Warm absorbers: supermassive black hole feeding, and Compton-thick AGN


Abstract in English

Warm absorbers are found in many AGN and consist of clouds moving at moderate radial velocities, showing complex ionization structures and having moderate to large column densities. Using 1D numerical calculations, we confirm earlier suggestions that the energy released by an AGN pushes the surrounding gas outward in a bubble until this reaches transparency. Typical AGN episode durations of $5times 10^4$ yr supply enough energy for this, except in very gas-rich and/or very compact galaxies, such as those in the early Universe. In those galaxies, the AGN might remain hidden for many periods of activity, hiding the black hole growth.

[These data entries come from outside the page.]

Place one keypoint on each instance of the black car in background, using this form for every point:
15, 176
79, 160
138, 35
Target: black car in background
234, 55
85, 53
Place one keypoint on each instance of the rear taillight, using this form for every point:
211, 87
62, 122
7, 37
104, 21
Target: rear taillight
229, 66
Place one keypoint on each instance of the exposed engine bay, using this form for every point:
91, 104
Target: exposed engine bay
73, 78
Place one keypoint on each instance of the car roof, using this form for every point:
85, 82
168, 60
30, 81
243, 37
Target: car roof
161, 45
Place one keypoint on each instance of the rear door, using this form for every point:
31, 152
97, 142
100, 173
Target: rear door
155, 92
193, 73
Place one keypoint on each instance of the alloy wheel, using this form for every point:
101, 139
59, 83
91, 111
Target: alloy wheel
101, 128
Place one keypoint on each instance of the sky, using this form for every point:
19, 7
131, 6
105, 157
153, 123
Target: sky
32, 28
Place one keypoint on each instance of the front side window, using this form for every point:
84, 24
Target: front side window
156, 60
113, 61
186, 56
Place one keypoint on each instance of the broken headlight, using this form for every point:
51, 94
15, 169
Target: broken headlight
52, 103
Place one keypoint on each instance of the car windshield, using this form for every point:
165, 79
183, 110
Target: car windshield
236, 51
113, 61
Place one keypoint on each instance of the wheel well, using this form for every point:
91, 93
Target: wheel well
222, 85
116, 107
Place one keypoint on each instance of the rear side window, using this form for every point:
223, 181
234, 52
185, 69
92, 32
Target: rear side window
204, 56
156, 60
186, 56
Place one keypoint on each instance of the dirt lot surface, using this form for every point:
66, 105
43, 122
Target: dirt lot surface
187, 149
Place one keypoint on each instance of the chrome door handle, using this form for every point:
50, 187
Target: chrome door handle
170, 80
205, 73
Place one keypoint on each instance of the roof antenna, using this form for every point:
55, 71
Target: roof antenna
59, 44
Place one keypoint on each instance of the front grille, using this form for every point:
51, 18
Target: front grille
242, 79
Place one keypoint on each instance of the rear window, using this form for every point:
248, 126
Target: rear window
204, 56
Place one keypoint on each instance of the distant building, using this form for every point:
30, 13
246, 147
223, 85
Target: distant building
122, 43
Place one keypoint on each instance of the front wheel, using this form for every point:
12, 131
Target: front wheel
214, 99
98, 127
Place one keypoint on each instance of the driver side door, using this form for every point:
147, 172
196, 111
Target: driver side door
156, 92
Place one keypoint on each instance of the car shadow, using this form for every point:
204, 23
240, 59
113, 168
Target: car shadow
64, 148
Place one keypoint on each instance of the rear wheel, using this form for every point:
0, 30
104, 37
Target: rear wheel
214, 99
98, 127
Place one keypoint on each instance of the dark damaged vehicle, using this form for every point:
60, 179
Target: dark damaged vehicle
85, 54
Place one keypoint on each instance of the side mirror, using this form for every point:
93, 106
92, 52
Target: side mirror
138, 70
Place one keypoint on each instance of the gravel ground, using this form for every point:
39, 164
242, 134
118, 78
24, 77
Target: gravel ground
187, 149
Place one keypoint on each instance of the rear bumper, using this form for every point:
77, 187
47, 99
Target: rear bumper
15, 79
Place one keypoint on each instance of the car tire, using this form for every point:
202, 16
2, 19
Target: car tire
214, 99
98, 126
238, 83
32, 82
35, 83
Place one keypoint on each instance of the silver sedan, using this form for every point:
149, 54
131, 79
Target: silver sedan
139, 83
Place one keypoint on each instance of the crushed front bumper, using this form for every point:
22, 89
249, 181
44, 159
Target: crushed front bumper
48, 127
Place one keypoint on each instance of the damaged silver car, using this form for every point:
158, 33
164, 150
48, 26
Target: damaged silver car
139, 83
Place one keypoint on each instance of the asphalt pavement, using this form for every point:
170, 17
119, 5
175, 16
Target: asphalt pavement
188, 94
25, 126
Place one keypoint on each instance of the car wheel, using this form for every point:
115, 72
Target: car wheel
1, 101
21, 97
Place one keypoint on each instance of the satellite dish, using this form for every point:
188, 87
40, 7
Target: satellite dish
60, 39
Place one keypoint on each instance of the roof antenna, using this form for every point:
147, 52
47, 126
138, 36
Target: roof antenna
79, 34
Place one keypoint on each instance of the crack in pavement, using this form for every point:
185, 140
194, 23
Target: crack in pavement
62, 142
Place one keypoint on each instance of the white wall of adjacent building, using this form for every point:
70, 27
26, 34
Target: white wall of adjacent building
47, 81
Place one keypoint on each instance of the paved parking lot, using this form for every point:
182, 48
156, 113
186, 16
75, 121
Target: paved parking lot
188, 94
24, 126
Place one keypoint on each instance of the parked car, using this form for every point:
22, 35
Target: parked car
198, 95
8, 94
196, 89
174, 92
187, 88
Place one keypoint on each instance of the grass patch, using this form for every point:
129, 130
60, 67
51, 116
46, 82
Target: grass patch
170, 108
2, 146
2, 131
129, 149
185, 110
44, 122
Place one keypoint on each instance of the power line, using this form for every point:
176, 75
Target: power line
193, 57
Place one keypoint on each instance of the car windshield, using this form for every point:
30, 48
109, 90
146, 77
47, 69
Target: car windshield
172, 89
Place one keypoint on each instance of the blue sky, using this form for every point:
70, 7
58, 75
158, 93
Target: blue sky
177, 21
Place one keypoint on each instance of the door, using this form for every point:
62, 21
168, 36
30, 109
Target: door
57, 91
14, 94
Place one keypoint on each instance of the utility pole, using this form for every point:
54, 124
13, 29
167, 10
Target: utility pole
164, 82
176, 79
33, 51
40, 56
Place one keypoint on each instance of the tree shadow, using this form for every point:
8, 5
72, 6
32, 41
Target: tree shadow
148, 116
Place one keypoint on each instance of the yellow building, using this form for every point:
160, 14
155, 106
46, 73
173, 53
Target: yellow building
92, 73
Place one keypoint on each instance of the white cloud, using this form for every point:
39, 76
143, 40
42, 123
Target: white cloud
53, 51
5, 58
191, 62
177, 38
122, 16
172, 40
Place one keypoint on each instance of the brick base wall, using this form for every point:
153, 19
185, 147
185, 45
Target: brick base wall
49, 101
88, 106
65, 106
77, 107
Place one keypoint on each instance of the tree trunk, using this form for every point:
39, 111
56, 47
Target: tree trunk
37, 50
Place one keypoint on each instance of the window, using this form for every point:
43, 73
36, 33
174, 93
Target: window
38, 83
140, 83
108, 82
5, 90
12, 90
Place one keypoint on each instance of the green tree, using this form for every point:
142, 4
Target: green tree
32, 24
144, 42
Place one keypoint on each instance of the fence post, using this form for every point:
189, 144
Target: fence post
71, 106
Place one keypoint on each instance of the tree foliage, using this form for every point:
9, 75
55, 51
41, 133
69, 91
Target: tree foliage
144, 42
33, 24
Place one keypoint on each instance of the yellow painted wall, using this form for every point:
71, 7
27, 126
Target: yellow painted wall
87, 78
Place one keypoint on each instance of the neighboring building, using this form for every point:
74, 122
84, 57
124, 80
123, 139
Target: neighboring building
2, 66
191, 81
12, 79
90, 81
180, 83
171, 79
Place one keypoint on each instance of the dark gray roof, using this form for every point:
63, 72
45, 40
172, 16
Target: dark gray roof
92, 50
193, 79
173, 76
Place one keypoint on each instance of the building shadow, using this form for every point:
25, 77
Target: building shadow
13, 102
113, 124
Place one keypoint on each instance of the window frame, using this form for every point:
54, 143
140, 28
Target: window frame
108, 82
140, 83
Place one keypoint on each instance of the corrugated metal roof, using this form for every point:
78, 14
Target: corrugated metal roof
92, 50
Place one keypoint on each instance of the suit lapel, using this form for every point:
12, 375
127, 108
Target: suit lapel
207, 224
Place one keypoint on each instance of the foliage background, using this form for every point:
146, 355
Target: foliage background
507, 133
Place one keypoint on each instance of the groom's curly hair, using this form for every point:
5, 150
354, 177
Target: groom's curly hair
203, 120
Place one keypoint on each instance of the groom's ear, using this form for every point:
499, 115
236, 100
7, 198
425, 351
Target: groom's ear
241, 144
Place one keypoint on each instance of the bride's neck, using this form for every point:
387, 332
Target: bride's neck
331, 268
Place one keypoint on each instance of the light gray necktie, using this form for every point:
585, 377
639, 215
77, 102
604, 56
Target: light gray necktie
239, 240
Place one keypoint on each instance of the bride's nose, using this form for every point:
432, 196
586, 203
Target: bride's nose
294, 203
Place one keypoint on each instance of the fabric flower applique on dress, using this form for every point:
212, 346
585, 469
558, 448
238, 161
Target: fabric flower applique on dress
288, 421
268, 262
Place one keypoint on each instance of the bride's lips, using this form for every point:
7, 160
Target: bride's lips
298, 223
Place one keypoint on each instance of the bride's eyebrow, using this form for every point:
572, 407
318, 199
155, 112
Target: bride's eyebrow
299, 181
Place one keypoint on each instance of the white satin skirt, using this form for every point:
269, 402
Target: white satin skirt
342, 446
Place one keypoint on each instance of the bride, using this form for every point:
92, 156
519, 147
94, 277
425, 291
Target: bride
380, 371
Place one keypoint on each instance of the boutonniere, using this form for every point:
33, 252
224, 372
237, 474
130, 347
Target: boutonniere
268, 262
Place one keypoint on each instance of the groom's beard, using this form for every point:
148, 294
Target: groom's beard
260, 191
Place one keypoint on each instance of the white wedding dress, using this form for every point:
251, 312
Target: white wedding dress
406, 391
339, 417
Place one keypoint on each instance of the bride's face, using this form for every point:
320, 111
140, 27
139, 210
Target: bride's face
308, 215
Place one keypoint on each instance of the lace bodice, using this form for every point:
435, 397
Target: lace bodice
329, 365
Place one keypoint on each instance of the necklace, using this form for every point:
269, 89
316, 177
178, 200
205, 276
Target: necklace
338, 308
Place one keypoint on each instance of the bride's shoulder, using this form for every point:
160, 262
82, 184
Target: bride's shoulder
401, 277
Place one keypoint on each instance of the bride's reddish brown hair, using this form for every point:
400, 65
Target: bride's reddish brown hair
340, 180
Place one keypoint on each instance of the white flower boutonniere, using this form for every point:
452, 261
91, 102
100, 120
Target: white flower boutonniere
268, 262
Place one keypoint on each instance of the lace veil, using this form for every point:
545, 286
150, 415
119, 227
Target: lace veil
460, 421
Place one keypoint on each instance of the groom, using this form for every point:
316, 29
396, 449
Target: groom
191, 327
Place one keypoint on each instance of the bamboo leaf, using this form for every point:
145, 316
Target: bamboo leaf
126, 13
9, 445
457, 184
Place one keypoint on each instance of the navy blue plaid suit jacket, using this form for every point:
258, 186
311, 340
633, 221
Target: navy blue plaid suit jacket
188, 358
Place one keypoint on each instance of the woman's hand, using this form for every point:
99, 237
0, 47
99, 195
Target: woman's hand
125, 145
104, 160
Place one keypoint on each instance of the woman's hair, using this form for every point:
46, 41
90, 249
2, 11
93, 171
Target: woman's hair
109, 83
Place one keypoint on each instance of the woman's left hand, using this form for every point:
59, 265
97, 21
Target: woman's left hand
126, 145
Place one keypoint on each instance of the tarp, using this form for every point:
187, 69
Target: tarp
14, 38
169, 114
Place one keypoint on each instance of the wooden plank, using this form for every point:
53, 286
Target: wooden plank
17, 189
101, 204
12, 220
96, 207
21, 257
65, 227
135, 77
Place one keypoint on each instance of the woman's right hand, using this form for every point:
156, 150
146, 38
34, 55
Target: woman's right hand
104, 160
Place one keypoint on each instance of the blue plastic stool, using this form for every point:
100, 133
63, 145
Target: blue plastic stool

The typical radii of $0.1-1$ kpc, velocities of $100-1000$ km s$^{-1}$ and resulting optical depths are consistent with observations of warm absorbers. The resulting structure is a natural outcome of outflows driven by AGN buried in an optically thick gas envelope, and has a total mass comparable to the final $M -sigma$ mass the central supermassive black hole will eventually reach.These results suggest that AGN can feed very efficiently by agitating this surrounding dense material. This may not be easy to observe, as this gas is Compton thick along many sightlines. The infall may produce episodic star formation in the centre, building up nuclear star clusters simultaneously with the growth of the central black hole.